NZ dollar rises as commodities, global equities revive
By Jason Krupp
Nov. 16 (BusinessDesk) – The New Zealand dollar rose as commodity prices advanced and a solid performance on global equity markets helped support demand for commodity-linked currencies.
Equities on Wall Street and Europe rose as a burst of merger and acquisition activity bolstered optimism among investors after Caterpillar Inc. agreed to buy mining equipment maker Bucyrus International Inc. and EMC Corp. bought Isilon Systems Inc. for US$2.25 billion. The positive sentiment was also helped by stronger U.S. retail sales numbers, a sign that the U.S. economic recovery might be gaining traction. Commodity prices were also firmer overnight after being heavily sold down last week, with the Thomson Reuters/Jefferies CRB Index, a broad index of commodity prices, rising 0.9%.

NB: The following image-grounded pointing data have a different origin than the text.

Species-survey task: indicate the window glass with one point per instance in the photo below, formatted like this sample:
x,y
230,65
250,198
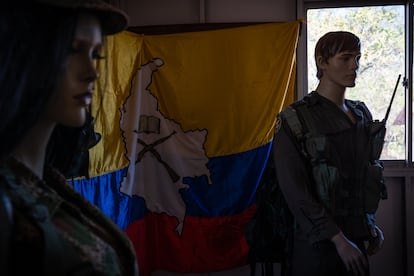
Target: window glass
x,y
381,30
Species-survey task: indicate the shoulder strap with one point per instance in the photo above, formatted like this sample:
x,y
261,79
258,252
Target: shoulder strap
x,y
6,219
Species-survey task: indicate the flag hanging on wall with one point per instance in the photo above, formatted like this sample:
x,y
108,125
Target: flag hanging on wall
x,y
187,122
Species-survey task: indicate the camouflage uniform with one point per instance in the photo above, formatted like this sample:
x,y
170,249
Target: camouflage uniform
x,y
55,231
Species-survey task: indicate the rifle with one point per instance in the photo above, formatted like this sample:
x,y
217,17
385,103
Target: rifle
x,y
377,129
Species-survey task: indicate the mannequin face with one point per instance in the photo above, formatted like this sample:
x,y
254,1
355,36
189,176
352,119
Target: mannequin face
x,y
341,69
76,84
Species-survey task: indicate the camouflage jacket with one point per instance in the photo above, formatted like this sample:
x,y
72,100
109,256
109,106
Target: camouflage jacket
x,y
53,230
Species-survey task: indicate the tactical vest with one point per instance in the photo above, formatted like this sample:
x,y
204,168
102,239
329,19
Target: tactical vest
x,y
313,146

“Commodities had a good run overnight and equities performed better, and the kiwi and other commodity currencies track those closely,” said Khoon Goh, head of market economics and strategy at ANZ New Zealand. “Commodity prices got hit pretty hard last week and are perhaps seeing a bit of a bounce, but it isn’t clear whether this bounce is part of a sustained uptrend for the kiwi and Aussie dollars.”

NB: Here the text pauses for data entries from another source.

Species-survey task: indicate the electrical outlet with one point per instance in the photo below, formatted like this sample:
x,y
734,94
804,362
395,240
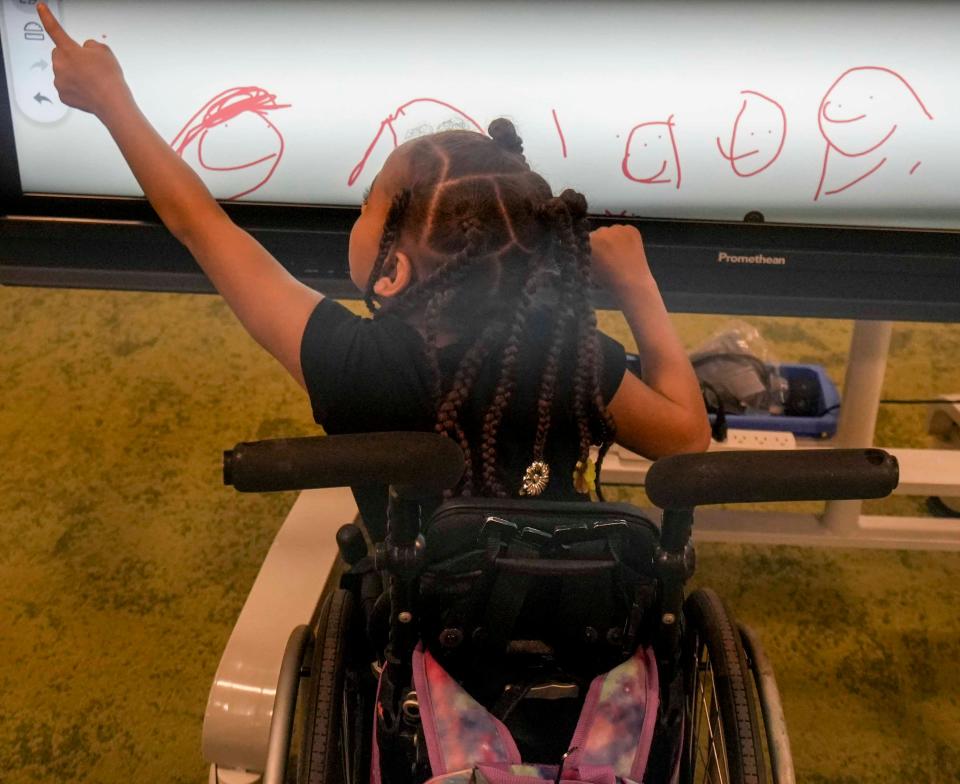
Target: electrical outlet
x,y
756,439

The kiwi rose to 77.66 U.S. cents from 77.07 cents late yesterday, and rose to 69.41 on the trade-weighted index of major trading partners’ currencies from 68.90. It was largely unchanged against the Australian dollar at 78.37 Australian cents from 78.36 cents yesterday, and rose to 64.33 yen from 63.89 yen. It rose to 57.04 euro cents from 56.35 cents yesterday, and advanced to 48.34 pence from 47.85 pence on Friday.

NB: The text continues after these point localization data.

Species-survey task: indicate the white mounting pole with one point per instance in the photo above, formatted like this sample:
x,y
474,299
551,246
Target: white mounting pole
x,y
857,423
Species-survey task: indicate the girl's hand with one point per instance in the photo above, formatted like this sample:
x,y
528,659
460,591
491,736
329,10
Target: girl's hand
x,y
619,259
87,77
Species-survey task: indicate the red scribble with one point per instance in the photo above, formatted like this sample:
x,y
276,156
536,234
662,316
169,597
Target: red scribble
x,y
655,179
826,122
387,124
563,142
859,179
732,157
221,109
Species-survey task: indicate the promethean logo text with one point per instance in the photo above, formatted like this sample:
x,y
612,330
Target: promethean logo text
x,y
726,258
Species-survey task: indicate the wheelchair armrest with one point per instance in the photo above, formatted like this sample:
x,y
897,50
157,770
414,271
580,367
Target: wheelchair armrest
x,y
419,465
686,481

Goh said the European sovereign debt issue continued to hang over currency markets, but at this stage was limited to euro-dollar activity. Ireland has increasingly come under pressure from European member states to accept a bail out rumoured to be in the region of 45 to 90 billion euros.
“One of the reasons for the U.S. dollar gaining a little bit overnight is the ongoing controversy on sovereign debt in Ireland, which has seen the euro continue to come under downwards pressure,” said Goh. “Obviously the sovereign issue isn’t having a material impact on our part of the world.”
He expects the currency to trade in a range of between 77.22 U.S. cents and 77.92 cents today.